Na zdjęciu widać 14-metrowe skrzydło sondy, od którego odbija się słońce. W tle można zauważyć kometę 67P/Churyumov–Gerasimenko, za którą podąża Rosetta. Fotografia została wykonana 7 września z odległości 50 km od uciekającego kosmicznego obiektu.
Warto dodać, że to nie pierwsze "selfie" Rosetty. 25 lutego 2007 roku sonda zrobiła sobie zdjęcie z Marsem.
Spotkanie z kometą
Rosetta wejdzie na orbitę komety 67P/Churyumov-Gerasimenko w listopadzie bieżącego roku. Wtedy właśnie lądownik Phiae ma stanąć na jej powierzchni. Dzięki temu naukowcy będą mieli dokładny wgląd w przyspieszające pod wpływem bliskości naszej gwiazdy kometarne procesy.
- Nasza kometa budzi się ze snu, w jakim pozostawała będąc daleko w Kosmosie i zaczyna pokaz dla instrumentów naukowych Rosetty - podsumowuje obrazowo Matt Taylor, zaangażowany w misję badacz Europejskiej Agencji Kosmicznej.

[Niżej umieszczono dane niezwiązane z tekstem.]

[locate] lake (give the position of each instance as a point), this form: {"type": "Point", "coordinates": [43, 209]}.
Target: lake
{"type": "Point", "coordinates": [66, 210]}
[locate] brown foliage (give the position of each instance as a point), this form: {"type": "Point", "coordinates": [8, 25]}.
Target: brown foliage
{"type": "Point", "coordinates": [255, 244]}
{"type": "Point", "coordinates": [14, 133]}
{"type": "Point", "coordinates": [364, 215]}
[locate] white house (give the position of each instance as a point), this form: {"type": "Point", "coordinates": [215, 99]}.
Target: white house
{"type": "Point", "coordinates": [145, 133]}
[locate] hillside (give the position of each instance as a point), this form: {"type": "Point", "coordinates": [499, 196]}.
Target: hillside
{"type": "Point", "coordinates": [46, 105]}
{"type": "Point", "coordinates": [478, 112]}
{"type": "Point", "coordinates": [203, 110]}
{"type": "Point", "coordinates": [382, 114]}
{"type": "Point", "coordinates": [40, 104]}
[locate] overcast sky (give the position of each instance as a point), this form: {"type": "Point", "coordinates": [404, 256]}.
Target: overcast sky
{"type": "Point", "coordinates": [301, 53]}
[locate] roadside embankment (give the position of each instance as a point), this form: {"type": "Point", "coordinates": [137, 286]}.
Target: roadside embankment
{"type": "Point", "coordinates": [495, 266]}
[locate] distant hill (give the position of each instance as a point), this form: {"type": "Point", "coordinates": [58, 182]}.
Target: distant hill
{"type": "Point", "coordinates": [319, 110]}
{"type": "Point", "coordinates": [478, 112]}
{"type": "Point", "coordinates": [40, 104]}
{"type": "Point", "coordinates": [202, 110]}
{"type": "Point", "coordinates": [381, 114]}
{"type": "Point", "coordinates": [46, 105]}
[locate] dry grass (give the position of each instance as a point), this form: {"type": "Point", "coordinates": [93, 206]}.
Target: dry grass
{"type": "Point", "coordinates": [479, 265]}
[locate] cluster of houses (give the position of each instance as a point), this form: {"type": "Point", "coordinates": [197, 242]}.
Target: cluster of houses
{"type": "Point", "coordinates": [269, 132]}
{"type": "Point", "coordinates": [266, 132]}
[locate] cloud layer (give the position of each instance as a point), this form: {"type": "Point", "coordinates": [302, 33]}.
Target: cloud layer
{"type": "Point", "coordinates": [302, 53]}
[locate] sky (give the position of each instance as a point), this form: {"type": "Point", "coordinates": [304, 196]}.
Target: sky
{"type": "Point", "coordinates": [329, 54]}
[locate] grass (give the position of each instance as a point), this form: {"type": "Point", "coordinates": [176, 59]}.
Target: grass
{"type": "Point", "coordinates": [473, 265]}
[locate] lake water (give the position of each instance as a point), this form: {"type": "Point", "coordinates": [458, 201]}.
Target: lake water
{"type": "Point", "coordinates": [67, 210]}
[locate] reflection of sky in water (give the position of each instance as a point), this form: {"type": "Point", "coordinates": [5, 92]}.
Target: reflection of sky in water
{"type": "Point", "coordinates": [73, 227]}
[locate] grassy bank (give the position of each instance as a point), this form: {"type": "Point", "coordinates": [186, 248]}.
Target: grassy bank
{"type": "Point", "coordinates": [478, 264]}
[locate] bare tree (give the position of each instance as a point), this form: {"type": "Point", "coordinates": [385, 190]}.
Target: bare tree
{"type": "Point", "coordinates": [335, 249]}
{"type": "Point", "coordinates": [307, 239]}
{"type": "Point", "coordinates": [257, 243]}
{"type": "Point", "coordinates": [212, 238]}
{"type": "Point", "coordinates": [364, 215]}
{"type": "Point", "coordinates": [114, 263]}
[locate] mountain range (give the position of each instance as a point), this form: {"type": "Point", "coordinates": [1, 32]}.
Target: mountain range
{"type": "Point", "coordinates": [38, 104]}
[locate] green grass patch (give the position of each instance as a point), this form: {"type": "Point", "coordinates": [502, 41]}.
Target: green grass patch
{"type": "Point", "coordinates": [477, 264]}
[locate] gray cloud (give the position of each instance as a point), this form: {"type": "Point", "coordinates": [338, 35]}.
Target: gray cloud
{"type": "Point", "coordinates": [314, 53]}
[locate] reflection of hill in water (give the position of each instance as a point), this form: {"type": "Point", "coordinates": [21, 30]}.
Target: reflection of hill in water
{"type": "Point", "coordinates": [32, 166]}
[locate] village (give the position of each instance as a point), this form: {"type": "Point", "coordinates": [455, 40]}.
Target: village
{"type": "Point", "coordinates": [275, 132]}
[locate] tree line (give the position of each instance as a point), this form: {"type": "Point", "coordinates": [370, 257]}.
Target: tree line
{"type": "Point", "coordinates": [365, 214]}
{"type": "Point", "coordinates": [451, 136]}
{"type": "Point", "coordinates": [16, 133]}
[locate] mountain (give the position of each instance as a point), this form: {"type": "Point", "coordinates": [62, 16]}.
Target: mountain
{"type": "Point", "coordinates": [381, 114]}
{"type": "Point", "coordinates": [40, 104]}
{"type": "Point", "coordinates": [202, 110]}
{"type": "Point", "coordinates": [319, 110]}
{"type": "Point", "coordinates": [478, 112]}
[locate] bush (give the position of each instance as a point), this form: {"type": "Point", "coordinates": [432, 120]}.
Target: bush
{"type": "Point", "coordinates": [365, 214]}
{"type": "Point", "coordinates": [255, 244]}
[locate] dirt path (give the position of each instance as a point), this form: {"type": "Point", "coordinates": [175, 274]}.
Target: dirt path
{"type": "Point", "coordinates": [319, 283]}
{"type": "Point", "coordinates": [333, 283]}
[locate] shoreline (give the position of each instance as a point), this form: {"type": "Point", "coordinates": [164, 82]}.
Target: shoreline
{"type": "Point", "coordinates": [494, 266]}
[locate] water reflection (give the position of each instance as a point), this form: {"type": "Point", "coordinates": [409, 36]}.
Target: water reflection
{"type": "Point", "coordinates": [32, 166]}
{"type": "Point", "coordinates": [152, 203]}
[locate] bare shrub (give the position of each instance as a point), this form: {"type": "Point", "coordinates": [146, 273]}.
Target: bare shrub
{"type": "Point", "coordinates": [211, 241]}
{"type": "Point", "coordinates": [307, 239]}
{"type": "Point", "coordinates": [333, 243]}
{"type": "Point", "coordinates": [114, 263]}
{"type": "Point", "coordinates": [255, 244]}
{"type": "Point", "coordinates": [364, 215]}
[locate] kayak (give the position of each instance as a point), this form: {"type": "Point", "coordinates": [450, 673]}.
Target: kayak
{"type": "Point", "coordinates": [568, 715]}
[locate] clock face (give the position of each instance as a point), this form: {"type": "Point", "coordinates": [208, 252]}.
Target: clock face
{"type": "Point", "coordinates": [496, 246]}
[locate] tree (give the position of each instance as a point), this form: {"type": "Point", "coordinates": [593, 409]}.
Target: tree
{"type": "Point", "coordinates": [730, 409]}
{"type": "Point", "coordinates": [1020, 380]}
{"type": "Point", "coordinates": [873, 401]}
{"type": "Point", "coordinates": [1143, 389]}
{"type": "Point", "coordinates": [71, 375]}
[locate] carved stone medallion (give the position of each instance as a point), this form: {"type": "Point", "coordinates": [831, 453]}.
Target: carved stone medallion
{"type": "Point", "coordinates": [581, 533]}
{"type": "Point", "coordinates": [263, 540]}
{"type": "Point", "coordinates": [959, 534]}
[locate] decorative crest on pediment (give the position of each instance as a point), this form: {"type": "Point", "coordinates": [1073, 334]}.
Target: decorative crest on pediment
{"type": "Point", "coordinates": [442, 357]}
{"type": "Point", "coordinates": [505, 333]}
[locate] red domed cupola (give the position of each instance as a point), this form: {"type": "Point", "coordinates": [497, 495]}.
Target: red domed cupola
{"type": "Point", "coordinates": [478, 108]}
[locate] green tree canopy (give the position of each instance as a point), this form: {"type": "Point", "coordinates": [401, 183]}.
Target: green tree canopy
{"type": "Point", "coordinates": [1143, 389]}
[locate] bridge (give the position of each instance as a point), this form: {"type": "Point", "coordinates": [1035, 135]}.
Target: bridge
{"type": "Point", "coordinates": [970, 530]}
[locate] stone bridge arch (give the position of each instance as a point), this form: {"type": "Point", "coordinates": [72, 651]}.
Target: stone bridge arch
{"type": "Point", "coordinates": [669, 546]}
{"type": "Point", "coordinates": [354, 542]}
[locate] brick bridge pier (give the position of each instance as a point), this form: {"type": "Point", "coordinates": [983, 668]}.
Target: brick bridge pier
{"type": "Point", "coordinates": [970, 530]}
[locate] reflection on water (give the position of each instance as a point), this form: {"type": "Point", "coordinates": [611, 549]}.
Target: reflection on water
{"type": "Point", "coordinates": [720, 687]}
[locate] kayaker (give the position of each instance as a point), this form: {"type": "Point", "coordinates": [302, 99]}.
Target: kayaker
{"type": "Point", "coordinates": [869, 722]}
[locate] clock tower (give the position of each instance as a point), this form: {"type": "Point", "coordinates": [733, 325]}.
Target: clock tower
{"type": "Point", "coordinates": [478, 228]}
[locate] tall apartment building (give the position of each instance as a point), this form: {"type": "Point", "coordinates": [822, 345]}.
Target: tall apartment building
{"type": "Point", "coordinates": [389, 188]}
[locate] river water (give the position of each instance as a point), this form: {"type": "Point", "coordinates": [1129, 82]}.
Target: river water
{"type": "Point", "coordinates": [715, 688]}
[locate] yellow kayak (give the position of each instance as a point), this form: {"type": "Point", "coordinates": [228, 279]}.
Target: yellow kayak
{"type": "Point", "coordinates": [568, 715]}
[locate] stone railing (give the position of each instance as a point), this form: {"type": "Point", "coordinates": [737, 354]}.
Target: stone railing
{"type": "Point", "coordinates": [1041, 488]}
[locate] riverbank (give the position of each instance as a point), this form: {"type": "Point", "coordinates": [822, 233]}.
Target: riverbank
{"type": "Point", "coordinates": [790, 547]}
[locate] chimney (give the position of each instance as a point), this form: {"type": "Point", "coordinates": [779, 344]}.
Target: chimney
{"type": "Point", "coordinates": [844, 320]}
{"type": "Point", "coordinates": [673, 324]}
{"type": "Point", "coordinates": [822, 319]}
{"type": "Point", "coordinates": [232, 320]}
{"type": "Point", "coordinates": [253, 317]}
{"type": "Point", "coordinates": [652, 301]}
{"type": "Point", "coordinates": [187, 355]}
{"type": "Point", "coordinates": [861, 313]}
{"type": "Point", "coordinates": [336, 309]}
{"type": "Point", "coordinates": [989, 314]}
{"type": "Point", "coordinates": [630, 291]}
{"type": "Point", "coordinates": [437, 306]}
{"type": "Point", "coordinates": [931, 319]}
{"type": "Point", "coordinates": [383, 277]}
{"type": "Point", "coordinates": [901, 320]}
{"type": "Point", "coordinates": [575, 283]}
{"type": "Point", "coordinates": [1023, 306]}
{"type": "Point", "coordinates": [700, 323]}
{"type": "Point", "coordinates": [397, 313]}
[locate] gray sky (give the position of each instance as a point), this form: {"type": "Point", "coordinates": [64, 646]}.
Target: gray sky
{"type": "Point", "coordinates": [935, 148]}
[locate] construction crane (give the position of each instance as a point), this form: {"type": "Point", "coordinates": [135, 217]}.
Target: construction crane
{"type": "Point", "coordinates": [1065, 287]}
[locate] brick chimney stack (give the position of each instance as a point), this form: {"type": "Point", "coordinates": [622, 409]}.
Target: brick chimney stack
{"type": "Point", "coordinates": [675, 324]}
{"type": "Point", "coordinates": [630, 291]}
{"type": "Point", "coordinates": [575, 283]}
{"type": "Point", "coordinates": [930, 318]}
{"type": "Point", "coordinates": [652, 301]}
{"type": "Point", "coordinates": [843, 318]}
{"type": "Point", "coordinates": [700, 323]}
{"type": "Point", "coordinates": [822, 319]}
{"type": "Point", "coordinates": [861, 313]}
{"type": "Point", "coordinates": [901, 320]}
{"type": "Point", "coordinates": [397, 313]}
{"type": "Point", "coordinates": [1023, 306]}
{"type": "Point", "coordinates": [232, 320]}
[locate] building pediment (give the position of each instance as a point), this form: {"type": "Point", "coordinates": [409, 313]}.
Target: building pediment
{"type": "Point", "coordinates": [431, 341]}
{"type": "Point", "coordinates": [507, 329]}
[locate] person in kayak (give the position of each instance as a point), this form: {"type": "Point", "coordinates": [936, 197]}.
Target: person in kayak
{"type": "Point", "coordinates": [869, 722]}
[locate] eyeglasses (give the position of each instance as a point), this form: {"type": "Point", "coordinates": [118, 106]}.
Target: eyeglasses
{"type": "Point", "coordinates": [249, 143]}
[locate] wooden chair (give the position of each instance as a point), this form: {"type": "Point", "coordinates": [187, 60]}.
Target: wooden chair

Kontrolerzy misji muszą bacznie obserwować zachodzące zmiany również po to, żeby dobrze przygotować Rosettę do momentu, kiedy znajdzie się ona w pobliżu jądra komety. Jest ryzyko, ze wydalane gazy mogą wpływać na trajektorię sondy.
Philae potrzebuje miejsca do lądowania
Naukowcy zastanawiają się, gdzie na powierzchni komety lądownik Philae ma stanąć, by uniknąć straty drogiego sprzętu. Operacja zaplanowana jest na 11 listopada. W tym celu wytypowano pięć potencjalnych lądowisk.
Jednak według najnowszych danych żadne z proponowanych miejsc nie nadaje się na bezpieczne lądowanie. Wielkim zaskoczeniem jest m.in. nierówna powierzchnia komety.